A keynote address by the Prime Minister of St Kitts and Nevis, the Honourable Dr Timothy Harris, delivered by the Attorney-General, Hon Vincent F Byron, also echoed the Secretary-General’s call for collaboration:
“Corruption remains an insidious evil that risks undermining the very structure of our governments and societies that have been long in the making. If corruption is allowed to reach, unchecked, throughout our nation-states, it may eventually cause us to descend into unrecognisable anarchies where uncertainty would become the order of the day. It is therefore incumbent upon all of us to harness our collective efforts and resources in order to find effective ways to resist and reign in the threat of this scrouge.”
Combatting corruption in the Caribbean
In the Caribbean region, Commonwealth countries are shown to be less corrupt than non-Commonwealth countries, according to data from the World Bank Control of Corruption. The Commonwealth Secretariat has been providing leadership and technical assistance, including development support, for national anti-corruption agencies. The Commonwealth Caribbean Association of Integrity Commissions and Anti-Corruption Bodies, created by the Secretariat in 2015, is one such example.
The opening ceremony also saw the official launch of a new Commonwealth Secretariat publication titled, Combatting Corruption in the Commonwealth Caribbean. Edited by the Secretariat’s award-winning Adviser and Head of Public Sector Governance, Dr Roger Koranteng, with contributions from six researchers from the Caribbean, the book highlights the success stories of countries that have made significant progress in combatting corruption. It focuses on six ‘islands of success’ – The Bahamas, Barbados, Dominica, Grenada, St Lucia, and St Vincent and the Grenadines – selected due to their relatively strong scores on Transparency International’s Corruption Perceptions Index (CPI) or because they have registered a significant improvement in their score on this index over the past decade.
United against corruption
Heads of anti-corruption agencies, senior government officials, relevant international organisations, and development partners from the region are participating in the conference, which will give them a platform to review national and regional anti-corruption efforts, share knowledge and good practices, and discuss the impacts of corruption on sustainable development.
Over the next few days, there will be a combination of presentations by experts in various anti-corruption fields, panel discussions on sub-themes, and country reports by the jurisdictions that comprise the Commonwealth Caribbean Association of Integrity Commissions and Anti-Corruption Bodies.

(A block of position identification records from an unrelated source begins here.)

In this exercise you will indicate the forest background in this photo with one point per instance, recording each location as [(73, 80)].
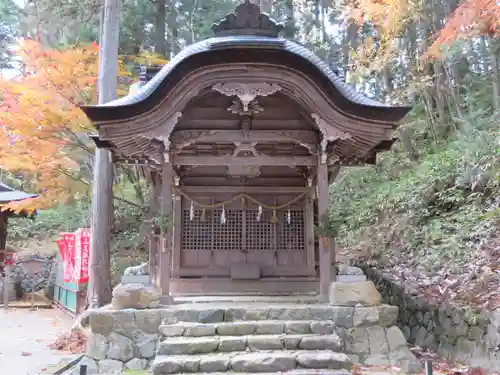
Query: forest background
[(428, 212)]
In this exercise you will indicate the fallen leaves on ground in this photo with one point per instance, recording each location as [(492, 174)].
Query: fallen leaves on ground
[(473, 282), (73, 342)]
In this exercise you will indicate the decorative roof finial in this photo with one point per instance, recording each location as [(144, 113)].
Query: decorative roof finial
[(247, 20)]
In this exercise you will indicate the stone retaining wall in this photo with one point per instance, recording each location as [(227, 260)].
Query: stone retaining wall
[(121, 340), (455, 334)]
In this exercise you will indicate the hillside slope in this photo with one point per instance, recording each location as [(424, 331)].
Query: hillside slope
[(433, 222)]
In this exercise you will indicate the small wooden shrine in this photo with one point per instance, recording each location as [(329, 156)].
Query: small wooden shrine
[(245, 131), (9, 195)]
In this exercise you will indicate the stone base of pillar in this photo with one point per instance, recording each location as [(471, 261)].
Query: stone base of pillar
[(166, 300), (362, 293)]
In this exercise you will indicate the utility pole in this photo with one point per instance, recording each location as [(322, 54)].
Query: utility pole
[(99, 287)]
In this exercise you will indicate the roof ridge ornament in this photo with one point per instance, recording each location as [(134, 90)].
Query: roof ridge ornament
[(247, 19)]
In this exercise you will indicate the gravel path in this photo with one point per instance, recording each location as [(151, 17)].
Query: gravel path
[(24, 336)]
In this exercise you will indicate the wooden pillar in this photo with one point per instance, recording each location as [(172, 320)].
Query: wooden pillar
[(325, 261), (177, 225), (99, 286), (3, 237), (166, 235), (309, 231), (153, 242)]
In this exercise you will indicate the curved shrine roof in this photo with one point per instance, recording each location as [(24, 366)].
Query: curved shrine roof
[(246, 38), (266, 49), (256, 34)]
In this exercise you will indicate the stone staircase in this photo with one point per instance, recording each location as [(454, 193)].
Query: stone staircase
[(281, 338)]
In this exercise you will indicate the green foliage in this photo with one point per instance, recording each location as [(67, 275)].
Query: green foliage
[(50, 223), (9, 12)]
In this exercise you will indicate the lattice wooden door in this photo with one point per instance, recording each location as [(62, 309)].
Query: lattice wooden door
[(277, 247)]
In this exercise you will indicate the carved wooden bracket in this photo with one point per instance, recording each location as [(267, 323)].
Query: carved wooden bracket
[(184, 138), (246, 92), (330, 133), (163, 132), (157, 155), (237, 108), (245, 147), (247, 171)]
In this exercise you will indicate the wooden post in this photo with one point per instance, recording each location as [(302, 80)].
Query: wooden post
[(99, 288), (166, 243), (325, 259), (309, 231), (333, 259), (6, 287), (153, 244)]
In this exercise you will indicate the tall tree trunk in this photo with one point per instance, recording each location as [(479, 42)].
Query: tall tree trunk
[(99, 288), (160, 29), (290, 20), (494, 49)]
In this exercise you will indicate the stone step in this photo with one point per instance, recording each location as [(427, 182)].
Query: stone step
[(250, 362), (210, 344), (342, 316), (250, 327), (291, 372)]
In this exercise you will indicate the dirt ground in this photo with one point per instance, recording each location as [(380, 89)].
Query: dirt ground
[(24, 339)]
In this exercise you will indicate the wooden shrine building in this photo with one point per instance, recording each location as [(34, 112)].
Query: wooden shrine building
[(246, 130)]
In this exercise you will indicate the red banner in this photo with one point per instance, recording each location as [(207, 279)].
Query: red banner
[(74, 249)]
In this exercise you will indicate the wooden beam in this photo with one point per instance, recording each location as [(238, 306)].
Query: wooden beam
[(235, 181), (214, 161), (183, 138), (246, 189)]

Dr Roger Koranteng, the Secretariat’s Adviser and Head of Public Sector Governance said:
“The Commonwealth Secretariat’s strategic effort is to foster genuine partnerships among all member states. Its effectiveness is built upon the “ownership” of all its members, and the trust and confidence that member countries have in the Commonwealth Secretariat to work on this important agenda for dealing with corruption. To achieve its anti-corruption mandate, the Commonwealth Secretariat prioritised anti-corruption work to strengthen good governance and achieve SDG 16.
The presence of the Commonwealth Secretary-General at this meeting reaffirms her commitment to supporting member countries’ anti-corruption efforts to root out systemic corruption at both national and international levels. She has been keen and committed to assisting the Integrity Commissions and Anti-Corruption Bodies in Commonwealth Caribbean with financial and technical support, to achieve meaningful and long-lasting efforts to combat corruption and enhance good governance in the Caribbean region.”
The Conference, which is organised by the Commonwealth Secretariat and St Kitts Integrity Commission in collaboration with the Association of Integrity Commissions and Anti-Corruption Bodies, will conclude on 23 May 2022 with a communique outlining key priorities and recommendations to be implemented by member countries under the chairmanship of Turks and Caicos.